I recognized it, and a shiver of fear rippled through me.
The wild places of the world, my territory, my mountain, was no place for a witch-circle’s focus stone. I froze, staring at the facets of the gem as light rippled over the trampled ring around it. The humans stretched out their hands to the center of their circle. The wind strengthened, tearing leaves free from the branches and raining them down on the clearing.
The cold bit at my sore nose. Energy cracked in the air, sparks of static dancing over my fur. An acrid odor deadened my sense of smell.
“Focus!” the old woman barked. One of the younger girls made a whimpering noise, silenced by a glare from the dominant witch. “Think only of the cold of winter, of purifying snow, and of the power of the great blizzards.”

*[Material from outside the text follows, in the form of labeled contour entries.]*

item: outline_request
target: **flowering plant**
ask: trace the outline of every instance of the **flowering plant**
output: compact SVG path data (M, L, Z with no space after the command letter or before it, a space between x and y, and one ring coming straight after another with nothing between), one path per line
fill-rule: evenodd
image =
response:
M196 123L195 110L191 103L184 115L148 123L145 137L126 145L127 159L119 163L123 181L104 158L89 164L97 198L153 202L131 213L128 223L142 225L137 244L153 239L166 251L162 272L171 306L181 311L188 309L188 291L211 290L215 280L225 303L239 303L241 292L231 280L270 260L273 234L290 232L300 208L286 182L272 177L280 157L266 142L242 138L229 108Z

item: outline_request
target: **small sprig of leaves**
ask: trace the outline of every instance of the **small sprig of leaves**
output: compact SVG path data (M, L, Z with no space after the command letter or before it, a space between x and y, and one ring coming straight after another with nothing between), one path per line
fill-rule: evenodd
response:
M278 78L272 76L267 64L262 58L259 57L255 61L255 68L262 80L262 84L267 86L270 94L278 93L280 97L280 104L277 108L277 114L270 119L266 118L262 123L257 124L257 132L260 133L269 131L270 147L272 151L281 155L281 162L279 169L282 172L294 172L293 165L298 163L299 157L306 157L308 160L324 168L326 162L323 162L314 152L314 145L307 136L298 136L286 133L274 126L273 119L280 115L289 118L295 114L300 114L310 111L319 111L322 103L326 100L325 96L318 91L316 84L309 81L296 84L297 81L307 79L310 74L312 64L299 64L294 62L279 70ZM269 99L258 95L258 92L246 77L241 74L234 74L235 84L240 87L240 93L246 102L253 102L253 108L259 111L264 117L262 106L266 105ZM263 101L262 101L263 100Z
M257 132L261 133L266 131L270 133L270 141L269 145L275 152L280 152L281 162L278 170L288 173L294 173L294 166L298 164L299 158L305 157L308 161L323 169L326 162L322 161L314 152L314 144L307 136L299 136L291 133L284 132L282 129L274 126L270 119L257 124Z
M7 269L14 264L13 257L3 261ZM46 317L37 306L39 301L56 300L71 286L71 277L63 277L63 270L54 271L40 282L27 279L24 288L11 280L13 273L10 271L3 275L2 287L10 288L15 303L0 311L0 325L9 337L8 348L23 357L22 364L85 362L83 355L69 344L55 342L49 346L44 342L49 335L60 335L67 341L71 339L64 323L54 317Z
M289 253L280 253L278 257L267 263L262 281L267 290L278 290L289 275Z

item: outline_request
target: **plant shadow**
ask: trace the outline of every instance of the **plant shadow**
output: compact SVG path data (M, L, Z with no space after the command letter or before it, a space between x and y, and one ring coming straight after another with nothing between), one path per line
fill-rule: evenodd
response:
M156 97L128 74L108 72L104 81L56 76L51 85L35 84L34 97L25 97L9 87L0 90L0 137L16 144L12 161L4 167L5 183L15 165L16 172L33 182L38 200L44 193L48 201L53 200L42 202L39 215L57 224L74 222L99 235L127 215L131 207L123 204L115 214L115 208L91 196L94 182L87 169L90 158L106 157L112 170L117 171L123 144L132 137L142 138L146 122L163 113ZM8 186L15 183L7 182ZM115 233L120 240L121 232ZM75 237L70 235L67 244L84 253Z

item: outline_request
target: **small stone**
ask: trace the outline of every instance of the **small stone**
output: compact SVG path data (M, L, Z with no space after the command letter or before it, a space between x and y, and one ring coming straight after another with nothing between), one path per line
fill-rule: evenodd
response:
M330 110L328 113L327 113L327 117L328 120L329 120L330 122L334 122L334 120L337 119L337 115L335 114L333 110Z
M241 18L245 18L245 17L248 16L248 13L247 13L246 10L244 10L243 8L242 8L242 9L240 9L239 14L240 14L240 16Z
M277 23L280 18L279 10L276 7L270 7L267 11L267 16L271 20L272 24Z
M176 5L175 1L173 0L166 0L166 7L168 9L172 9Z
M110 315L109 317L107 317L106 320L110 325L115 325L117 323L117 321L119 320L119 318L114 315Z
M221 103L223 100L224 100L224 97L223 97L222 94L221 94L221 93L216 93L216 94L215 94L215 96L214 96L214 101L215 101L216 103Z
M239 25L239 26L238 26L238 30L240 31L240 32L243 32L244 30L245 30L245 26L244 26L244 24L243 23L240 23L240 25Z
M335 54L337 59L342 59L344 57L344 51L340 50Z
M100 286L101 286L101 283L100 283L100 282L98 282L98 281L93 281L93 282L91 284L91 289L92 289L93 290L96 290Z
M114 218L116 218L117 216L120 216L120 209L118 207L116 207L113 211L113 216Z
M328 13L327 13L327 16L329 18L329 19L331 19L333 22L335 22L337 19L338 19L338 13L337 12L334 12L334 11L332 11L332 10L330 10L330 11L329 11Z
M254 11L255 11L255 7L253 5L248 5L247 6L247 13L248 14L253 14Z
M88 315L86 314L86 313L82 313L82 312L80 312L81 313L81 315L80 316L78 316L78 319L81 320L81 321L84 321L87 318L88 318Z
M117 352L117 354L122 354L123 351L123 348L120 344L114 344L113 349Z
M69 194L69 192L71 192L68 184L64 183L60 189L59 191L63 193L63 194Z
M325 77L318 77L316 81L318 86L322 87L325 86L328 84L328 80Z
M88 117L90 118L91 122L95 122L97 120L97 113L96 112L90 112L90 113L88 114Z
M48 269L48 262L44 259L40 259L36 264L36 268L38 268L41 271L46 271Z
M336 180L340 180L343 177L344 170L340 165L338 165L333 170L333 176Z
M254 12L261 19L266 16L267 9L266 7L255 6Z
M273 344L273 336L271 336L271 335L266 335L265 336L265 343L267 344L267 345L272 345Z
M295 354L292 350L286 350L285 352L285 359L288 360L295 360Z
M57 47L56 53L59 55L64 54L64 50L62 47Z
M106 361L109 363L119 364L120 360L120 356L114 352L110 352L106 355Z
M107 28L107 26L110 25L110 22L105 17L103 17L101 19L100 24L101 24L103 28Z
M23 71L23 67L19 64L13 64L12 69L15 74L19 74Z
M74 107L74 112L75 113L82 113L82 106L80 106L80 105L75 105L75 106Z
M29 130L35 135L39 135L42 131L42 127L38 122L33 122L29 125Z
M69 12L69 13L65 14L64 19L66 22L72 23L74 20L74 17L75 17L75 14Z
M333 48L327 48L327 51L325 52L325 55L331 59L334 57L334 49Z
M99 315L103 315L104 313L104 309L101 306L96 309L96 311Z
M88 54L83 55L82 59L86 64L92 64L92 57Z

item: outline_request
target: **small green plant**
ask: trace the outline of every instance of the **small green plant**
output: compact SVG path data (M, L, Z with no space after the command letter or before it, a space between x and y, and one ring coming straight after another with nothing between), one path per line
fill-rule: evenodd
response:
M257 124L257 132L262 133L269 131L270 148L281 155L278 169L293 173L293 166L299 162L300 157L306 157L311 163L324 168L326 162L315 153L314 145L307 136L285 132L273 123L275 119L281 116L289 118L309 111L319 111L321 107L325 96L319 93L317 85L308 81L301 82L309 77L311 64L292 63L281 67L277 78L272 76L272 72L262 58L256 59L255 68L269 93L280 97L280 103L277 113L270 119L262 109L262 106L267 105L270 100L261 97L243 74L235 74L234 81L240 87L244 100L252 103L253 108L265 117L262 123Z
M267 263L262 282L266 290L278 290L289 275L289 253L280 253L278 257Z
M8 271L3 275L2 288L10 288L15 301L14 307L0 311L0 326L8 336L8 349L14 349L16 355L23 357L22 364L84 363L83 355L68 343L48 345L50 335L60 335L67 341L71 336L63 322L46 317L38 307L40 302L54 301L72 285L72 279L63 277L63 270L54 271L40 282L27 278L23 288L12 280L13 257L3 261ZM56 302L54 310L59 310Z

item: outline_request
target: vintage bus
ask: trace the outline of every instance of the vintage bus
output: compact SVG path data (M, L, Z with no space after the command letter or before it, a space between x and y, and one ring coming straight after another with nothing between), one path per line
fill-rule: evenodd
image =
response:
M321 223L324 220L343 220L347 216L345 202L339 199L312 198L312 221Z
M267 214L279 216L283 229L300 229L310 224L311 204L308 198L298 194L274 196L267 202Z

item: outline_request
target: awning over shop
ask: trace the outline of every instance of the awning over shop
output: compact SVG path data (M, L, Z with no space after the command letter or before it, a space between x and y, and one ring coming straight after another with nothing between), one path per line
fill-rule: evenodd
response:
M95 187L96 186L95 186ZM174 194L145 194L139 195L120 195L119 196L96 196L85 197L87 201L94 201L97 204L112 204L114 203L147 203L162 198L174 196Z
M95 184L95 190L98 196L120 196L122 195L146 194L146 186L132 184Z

A chant started from one of the young girls, a pale little thing who looked like the easiest prey of the lot. One by one, the others joined her. The crystal’s light turned into the blue-white of undisturbed snow and ice. A beam of white light stretched from the ground to the sky, burning away the fog of morning.
The static strengthened with their chanting, sparks dancing from their ring to sweep over the ground. Frost spread from the circle, caking the grass and the trees before penetrating the thicket to freeze my fur.
Using the voice of the wind, their magic sang to me. It touched me, worming its way into my head. Its cajoling urged me to join the circle and add my song to theirs. I desired to summon the full, true fury of winter. The need for the cold and a mate ignited within me.
The chanting grew in volume until the humans shouted their words to the sky. My breath froze in my lungs. The drizzling rain turned to sleet. I struggled to draw a breath. Snow fell, blanketing my nose and sticking to my coat.
Freeze, the magic urged. My body shuddered from the cold.
I closed my eyes. With the darkness, I could feel the winter fighting the fledgling autumn. In that moment, the seasons shifted.